Another important factor is the level of physiological arousal when starting the experiment. It is likely that the algorithm’s performance is lower with high HR variability (van der Kooij and Naber 2019) because it is harder to accurately measure an unstable HR. Therefore, if participants engaged in an activity that increased their HR before taking part in the experiment, it could potentially decrease the accuracy of the rPPG algorithm. This observation is supported by visual inspection of the data (see Fig. 4A, B), which indicates higher estimation errors for lower and higher heart rates (particularly below 60 and above 90). Consequently, experimenters should take extra care when using rPPG in online experiments. It is particularly important to provide participants with clear instructions to minimize such artefacts and increase the quality of the video recordings and, therefore, the performance of the rPPG algorithm. In this regard, the development of a web-based feedback procedure on the positioning and illumination of the participants’ faces would be a welcome feature in future online experiments. Meanwhile, this evidence suggests that caution is particularly warranted when interpreting low and high estimated heart rates (< 60 & > 90) as our experiment suggests that these are more likely to be biased. For these estimated values, it is recommended to visually inspect the video recordings to check their quality and, also, to examine the power spectrum and the signal-to-noise ratio measure outputs provided by the algorithm to evaluate the plausibility of the estimated HR. Moreover, it must be noted that previous studies showed that rPPG performance drops significantly with darker skin tones (for a review, see Nowara et al. (2020)). As the CohFace dataset contains not enough diversity in the subject’s skin tone, a limitation of the present study is that we could not compare the accuracy of the algorithm on brighter versus darker skin tones. This limits the applicability of this tool for online testing, although it is important to mention that recent developments may help to mitigate bias in rPPG (Ba et al., 2021). Future studies should particularly aim at testing and correcting for differences in the accuracy of the algorithm on different skin tones.
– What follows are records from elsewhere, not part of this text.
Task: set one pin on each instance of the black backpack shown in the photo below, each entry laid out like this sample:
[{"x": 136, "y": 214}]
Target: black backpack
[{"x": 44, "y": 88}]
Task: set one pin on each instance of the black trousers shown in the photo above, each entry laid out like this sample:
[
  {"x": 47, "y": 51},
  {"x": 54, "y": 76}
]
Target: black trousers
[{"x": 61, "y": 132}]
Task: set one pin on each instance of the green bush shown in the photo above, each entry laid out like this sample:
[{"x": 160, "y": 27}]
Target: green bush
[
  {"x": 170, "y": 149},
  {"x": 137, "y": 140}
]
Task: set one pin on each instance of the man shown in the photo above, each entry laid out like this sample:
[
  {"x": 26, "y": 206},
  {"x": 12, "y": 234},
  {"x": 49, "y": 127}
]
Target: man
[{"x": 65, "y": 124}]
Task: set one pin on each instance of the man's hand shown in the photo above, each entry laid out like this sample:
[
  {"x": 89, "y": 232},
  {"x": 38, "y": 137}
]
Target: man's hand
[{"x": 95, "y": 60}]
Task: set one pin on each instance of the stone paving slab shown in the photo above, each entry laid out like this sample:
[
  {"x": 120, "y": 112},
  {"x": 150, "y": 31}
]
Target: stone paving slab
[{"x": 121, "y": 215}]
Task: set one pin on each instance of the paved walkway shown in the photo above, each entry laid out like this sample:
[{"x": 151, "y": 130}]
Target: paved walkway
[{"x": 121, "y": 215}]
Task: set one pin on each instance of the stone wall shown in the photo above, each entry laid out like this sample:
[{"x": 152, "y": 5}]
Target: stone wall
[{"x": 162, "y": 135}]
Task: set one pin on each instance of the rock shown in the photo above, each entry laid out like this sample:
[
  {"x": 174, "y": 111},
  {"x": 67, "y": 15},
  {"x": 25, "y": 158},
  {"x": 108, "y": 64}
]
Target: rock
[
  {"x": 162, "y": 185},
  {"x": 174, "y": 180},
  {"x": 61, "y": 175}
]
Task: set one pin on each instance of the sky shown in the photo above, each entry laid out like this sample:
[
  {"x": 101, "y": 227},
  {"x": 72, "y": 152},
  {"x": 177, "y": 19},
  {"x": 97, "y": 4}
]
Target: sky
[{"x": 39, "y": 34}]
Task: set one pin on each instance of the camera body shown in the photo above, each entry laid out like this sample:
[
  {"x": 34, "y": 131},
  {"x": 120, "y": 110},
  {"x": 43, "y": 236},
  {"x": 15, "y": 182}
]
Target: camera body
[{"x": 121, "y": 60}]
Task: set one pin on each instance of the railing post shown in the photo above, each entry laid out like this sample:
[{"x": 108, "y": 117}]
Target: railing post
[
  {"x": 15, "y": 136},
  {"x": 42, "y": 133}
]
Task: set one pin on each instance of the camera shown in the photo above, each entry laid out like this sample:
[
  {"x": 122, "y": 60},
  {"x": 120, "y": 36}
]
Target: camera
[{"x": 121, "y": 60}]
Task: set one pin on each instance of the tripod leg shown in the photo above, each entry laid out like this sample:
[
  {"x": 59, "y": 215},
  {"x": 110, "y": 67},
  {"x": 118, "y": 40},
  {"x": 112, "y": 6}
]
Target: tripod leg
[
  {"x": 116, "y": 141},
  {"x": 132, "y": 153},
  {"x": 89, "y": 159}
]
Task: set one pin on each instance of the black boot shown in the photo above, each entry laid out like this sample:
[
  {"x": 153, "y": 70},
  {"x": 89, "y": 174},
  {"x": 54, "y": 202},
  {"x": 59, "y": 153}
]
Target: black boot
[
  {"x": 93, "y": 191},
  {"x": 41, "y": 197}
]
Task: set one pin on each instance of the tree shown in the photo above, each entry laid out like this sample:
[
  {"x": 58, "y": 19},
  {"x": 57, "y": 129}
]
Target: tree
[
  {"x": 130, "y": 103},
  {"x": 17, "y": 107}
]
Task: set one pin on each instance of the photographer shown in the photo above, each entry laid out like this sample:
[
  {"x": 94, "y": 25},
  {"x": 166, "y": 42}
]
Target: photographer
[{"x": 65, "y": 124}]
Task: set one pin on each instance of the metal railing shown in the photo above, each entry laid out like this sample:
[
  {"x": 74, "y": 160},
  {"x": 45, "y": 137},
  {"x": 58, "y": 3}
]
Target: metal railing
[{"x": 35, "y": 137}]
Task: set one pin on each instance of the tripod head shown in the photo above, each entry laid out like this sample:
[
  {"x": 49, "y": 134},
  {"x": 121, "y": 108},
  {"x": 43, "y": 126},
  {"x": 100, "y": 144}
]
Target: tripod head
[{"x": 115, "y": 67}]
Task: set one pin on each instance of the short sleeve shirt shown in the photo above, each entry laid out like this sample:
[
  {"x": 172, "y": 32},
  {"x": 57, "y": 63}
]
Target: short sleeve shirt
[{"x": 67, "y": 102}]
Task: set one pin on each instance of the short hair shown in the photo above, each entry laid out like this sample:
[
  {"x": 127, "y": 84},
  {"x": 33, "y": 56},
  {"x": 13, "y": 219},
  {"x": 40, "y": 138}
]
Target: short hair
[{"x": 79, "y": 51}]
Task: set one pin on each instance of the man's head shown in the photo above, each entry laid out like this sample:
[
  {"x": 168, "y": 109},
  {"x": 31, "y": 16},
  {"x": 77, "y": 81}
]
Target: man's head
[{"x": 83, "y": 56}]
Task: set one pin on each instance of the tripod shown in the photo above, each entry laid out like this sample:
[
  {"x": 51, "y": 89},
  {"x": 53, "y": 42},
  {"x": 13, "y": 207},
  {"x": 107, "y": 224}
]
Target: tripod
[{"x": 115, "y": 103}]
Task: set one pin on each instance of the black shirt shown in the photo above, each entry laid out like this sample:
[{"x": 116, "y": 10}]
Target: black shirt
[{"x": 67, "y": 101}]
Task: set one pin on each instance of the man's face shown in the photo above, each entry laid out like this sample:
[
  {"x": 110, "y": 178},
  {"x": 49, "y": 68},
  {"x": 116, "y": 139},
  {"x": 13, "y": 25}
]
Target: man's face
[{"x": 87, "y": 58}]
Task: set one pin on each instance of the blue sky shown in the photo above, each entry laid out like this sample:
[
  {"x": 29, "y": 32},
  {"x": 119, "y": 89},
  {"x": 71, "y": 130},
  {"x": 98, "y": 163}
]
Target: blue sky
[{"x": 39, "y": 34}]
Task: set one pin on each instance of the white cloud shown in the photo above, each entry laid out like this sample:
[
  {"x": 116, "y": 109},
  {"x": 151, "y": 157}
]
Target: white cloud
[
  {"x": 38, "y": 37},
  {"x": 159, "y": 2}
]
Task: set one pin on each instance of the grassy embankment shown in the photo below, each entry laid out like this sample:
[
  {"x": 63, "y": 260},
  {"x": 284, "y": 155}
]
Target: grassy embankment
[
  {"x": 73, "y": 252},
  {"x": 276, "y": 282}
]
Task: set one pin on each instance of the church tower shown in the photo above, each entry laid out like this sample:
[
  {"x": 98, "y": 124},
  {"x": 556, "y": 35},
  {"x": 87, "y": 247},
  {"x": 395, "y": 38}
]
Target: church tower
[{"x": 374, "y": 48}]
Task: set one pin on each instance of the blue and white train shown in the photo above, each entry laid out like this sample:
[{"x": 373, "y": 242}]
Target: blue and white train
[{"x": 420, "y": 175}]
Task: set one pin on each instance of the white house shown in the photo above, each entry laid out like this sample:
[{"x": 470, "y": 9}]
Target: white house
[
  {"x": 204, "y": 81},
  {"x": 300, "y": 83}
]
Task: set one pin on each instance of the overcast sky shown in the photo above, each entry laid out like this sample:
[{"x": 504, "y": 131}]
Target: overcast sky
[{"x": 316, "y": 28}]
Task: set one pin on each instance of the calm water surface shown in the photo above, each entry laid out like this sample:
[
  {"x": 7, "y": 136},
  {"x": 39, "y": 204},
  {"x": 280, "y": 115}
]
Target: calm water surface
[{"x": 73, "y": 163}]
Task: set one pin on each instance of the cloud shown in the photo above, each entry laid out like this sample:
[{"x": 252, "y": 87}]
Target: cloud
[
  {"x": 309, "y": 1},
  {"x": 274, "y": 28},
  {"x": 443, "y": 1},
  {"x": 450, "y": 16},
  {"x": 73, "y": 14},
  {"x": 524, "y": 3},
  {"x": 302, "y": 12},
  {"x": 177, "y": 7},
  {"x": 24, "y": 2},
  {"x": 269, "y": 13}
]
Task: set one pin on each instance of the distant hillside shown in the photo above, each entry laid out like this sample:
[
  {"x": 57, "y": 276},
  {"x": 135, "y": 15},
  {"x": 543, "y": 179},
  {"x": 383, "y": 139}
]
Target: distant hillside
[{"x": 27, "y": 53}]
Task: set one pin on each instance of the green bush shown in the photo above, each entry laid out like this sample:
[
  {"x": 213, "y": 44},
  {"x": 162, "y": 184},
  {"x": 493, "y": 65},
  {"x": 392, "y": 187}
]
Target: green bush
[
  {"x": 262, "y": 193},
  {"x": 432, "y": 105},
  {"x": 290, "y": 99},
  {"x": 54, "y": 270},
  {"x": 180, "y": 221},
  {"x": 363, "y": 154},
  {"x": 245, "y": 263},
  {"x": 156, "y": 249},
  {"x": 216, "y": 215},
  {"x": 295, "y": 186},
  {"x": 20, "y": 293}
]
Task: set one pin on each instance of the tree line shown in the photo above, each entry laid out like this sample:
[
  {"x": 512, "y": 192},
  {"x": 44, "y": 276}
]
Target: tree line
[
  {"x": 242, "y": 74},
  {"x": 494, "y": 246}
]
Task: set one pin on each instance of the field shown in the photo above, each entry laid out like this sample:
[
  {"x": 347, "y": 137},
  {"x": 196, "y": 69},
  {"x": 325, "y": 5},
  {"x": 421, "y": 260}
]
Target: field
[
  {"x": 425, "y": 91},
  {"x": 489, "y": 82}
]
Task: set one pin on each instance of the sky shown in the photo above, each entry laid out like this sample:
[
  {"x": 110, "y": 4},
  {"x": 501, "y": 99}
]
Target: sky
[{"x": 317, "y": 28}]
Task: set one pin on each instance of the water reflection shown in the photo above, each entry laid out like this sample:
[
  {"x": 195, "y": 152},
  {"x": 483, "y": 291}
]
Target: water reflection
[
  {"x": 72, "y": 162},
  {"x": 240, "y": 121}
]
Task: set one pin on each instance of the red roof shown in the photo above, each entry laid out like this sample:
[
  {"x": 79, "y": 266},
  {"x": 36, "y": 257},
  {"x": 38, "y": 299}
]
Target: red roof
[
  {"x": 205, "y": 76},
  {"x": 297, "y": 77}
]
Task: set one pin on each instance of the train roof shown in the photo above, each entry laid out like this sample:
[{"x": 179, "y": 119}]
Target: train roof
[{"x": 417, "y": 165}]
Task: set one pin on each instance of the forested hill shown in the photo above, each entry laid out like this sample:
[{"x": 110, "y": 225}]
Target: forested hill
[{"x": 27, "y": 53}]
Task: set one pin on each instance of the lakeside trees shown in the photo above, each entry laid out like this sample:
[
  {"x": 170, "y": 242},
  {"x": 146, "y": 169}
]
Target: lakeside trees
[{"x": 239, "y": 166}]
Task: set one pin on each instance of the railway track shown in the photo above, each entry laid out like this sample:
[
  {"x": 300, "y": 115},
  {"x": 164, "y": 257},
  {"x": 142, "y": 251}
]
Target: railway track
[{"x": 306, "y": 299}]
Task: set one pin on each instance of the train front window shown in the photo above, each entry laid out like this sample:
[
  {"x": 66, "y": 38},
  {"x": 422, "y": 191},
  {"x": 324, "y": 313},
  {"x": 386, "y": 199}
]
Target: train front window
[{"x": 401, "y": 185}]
In conclusion, taking these limitations into account, we have shown that our rPPG algorithm is accurate both when tested on validated videos recorded in a lab and when tested on videos recorded via an online platform, with no control over the recording hardware and the environmental conditions. This is beneficial, as it gives researchers another tool that they can use for recording and analyzing physiological parameters remotely, with inexpensive and widely available tools.